Results. No age-related differences in peak joint velocities were found during recovery from small lean magnitudes, but older men exhibited slower velocities during recovery from maximum lean magnitudes. There was no difference in the maximum lean magnitude achieved by the men when stepping with the dominant or nondominant LL.

Conclusions. The previously reported age-related reduction in stepping speed seems to be due to localized reductions in maximum hip flexion velocity, knee flexion and extension velocity, and ankle plantar flexion velocity. Also, the ability of young and older men to recover from a forward fall with a single step does not seem to be limb dependent.


FALLS are among the most common and debilitating medical problems experienced by older adults. Approximately one-third of adults over 65 years of age fall at least once a year (1). One of the most serious injuries resulting from these falls is hip fracture. In fact, half of people over age 75 who suffer a hip fracture die within a year of the injury (2). Other potential consequences of falls besides injury include chronic pain (3), fear of falling (4), and loss of confidence (5), any of which can lead to greater functional decline in activities of daily living (6,7). The large number of falls among older adults, coupled with the expected growth in the older adult population, warns of an onerous public health problem.

Previous research has shown that the ability to recover from a fall depends largely on maximum stepping speed. For example, Wojcik and colleagues (8) reported a strong correlation between stepping speed and the ability to recover from a forward fall.
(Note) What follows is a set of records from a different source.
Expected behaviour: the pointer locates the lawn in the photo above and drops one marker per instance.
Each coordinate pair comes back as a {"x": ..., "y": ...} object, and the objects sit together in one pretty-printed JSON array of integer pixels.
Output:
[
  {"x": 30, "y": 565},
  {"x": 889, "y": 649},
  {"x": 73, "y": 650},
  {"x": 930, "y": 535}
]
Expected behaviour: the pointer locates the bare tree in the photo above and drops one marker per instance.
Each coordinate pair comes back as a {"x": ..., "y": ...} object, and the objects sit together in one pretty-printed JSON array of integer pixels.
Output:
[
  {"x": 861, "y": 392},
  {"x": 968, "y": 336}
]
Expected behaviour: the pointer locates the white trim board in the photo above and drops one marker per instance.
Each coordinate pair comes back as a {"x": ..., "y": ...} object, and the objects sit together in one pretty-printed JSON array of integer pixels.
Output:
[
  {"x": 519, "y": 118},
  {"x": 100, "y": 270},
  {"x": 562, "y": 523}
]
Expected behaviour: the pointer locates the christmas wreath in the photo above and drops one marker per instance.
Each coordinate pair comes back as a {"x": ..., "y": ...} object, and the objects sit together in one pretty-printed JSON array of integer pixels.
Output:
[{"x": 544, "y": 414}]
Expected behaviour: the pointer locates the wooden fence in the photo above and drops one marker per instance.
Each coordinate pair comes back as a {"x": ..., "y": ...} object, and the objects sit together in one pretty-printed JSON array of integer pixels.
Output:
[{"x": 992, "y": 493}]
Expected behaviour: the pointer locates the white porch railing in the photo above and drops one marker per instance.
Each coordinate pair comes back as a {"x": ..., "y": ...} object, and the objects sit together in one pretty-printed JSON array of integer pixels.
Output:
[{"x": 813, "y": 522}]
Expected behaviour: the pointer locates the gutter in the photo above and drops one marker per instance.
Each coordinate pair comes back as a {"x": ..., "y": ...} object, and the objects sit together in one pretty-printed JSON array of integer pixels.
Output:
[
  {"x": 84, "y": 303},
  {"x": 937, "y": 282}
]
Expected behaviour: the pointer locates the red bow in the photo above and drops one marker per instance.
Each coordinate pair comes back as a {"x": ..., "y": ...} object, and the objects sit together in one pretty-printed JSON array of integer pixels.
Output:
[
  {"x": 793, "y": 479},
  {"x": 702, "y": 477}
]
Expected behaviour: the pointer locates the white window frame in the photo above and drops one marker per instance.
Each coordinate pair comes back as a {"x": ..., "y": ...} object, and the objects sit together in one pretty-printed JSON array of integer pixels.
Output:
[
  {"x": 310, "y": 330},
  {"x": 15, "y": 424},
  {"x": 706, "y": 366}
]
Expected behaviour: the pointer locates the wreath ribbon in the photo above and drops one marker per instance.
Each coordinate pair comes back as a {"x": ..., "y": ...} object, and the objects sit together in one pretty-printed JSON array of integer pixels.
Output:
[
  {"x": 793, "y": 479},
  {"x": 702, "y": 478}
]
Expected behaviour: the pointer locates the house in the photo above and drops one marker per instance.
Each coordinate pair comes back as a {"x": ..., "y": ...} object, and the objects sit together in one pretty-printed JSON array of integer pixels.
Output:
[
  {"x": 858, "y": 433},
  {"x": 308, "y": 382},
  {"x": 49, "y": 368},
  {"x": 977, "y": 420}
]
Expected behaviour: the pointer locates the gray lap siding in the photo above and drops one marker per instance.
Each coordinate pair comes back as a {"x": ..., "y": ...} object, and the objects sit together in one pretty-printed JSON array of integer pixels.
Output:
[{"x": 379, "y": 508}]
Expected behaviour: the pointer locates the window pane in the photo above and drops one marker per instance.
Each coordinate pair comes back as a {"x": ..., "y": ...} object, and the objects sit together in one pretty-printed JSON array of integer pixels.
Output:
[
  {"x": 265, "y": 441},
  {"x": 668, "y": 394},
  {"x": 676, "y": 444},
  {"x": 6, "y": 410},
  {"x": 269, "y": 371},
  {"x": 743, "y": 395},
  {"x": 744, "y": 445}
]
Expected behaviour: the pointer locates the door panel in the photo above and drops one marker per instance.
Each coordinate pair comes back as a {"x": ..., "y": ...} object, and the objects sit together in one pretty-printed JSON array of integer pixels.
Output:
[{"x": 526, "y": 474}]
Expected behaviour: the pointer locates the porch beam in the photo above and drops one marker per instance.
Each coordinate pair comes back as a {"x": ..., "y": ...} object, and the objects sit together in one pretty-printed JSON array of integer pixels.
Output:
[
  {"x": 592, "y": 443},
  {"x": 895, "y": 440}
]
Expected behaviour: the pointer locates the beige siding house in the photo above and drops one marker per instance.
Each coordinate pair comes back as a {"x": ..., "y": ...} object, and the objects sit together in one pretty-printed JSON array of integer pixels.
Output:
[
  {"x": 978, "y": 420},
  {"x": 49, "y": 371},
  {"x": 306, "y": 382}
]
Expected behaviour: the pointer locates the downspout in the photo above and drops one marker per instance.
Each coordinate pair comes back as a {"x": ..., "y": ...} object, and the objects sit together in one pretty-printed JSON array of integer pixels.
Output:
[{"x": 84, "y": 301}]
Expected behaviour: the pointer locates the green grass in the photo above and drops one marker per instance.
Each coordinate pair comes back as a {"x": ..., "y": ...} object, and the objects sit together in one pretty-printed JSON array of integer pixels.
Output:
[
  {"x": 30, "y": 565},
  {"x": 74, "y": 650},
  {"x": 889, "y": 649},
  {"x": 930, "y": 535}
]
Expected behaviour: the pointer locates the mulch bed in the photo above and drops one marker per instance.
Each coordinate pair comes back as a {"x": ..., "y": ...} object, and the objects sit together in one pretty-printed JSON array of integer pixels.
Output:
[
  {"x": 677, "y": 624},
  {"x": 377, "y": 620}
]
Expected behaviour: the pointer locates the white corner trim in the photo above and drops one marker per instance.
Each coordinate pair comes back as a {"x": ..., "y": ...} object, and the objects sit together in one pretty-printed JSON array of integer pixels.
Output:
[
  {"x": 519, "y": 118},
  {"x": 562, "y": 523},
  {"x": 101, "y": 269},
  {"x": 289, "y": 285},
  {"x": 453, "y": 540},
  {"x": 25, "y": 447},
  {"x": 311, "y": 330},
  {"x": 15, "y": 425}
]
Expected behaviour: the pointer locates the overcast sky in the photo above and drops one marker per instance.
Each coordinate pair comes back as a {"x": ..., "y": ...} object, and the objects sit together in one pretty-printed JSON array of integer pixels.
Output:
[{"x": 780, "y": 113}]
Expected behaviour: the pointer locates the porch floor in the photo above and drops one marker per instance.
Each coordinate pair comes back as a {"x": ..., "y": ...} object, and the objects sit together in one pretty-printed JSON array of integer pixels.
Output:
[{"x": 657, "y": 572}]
Thelen and colleagues (9) suggested that the maximum stepping speed is lower in older adults than in young adults, and this lower stepping speed limits the ability of older adults to recover from falls. An age-related reduction in maximum stepping speed could potentially be caused by a localized reduction in peak joint velocity at an individual joint (i.e., hip, knee, or ankle) and/or in a specific movement direction (i.e., flexion or extension). Knowing this may allow training and rehabilitation routines aimed at fall prevention to focus on joints and/or movements most critical to fall recovery, and may improve their efficacy. Therefore, the first objective of this study was to evaluate age-related differences in peak joint velocities of the stepping limb during single-step recovery from a forward fall.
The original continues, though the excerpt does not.